Tuesday, October 30, 2007

worth - y


I have been rethinking my value these past few days and I realise that I do not agree with God on some things (and that is a bad thing). I do not think my voice is vital and important, so I stay quiet. I think other, more practical matters, are more worthy of attention than I am so I neglect my passions. I do not celebrate all that I am - the wonderful person God made in me - but believe I can find my value in making myself useful.
So much of sin is really sabotage. We negate the power of the Creator by stifling the potential of his creation and instead, try to cram it into some two-dimensional version of success or meaning.

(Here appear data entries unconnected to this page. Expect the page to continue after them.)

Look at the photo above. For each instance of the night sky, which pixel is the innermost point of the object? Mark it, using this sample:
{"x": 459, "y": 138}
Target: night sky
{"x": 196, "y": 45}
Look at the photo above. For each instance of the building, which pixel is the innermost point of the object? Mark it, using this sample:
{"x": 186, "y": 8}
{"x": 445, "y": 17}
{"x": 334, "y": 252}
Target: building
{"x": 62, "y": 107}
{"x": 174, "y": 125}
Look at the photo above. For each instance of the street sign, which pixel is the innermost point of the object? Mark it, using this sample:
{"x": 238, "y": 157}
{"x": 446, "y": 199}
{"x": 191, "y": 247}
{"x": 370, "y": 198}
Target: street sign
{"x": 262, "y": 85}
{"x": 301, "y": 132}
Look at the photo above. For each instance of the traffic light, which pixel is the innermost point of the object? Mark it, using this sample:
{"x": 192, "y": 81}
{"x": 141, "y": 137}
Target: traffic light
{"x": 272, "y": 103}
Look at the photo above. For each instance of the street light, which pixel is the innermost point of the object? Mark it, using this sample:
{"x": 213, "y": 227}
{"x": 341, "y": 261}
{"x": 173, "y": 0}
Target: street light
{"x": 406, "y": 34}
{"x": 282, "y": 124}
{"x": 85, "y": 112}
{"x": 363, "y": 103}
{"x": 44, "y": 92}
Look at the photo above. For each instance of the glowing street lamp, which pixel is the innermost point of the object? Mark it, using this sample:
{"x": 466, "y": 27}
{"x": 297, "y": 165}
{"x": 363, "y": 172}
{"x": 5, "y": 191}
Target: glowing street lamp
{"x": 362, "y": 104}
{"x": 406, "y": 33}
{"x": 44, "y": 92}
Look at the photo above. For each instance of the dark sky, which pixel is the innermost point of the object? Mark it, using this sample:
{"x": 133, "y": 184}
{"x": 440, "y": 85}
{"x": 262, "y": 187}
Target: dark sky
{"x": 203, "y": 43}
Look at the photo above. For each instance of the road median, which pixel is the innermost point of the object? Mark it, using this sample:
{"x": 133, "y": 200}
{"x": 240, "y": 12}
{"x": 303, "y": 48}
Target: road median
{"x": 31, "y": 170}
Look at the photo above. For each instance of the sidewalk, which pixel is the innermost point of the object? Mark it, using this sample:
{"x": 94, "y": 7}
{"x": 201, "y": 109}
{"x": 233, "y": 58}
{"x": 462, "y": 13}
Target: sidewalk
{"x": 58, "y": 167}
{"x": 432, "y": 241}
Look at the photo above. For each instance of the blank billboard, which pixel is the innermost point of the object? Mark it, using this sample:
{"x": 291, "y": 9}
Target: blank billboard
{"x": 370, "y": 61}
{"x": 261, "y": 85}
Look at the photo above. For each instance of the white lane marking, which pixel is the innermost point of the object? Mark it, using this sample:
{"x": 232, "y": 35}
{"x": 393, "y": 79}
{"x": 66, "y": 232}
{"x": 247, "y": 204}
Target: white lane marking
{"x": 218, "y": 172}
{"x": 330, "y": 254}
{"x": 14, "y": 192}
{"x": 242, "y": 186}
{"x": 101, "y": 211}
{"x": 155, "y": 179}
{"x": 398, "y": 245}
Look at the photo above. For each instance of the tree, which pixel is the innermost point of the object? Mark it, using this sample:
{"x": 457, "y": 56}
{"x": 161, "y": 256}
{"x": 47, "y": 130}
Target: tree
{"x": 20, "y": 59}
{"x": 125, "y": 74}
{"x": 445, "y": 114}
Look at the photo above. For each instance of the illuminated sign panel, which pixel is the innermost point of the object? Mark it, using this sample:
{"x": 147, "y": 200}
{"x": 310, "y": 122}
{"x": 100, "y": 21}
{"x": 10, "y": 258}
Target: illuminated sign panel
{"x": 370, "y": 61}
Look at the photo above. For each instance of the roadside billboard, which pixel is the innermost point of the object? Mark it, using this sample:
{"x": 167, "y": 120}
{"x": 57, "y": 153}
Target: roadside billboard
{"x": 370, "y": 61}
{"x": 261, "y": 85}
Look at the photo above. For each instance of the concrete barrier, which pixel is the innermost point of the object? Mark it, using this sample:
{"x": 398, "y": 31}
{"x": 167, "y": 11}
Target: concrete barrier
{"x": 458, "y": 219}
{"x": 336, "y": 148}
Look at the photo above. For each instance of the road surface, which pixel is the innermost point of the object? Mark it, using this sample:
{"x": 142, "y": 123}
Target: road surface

I am desperately trying to unlock this potential, this dynamite of God in myself and finding it a tumultuous and often frustrating quest. Would that one simple step or word or prayer or attitude adjustment or action could set me free. But I don't know how to get from A to B. Jesus, help me.
This yellow Land Rover screamed, "I am beautiful and worth taking notice of!" when I walked by it on the main street of Saint John.

Friday, October 26, 2007

is



I am trying to get back to some creative projects in my life and it is proving rather difficult. There are just so many practical and necessary tasks and of course, valuble time with people and occasional guests and oh yes ongoing correspondence and my part-time job and then the unexpected and usually welcome interruptions that I like being able to respond to. I find it hard to be creative on cue, but I think it is something I must start to do- schedule my creativity.

I have been taking a module in identity (those life lessons God enrols one in and then provides lots of learning opportunities and homework and tests, you know the kind) and today when I was praying for someone while cleaning the bathroom, I realised I was asking God to BE an advocate for them when in fact, he already IS our advocate. So I changed my prayer and it became a declaration of sorts instead of a plea. And I think my life reflects that as well.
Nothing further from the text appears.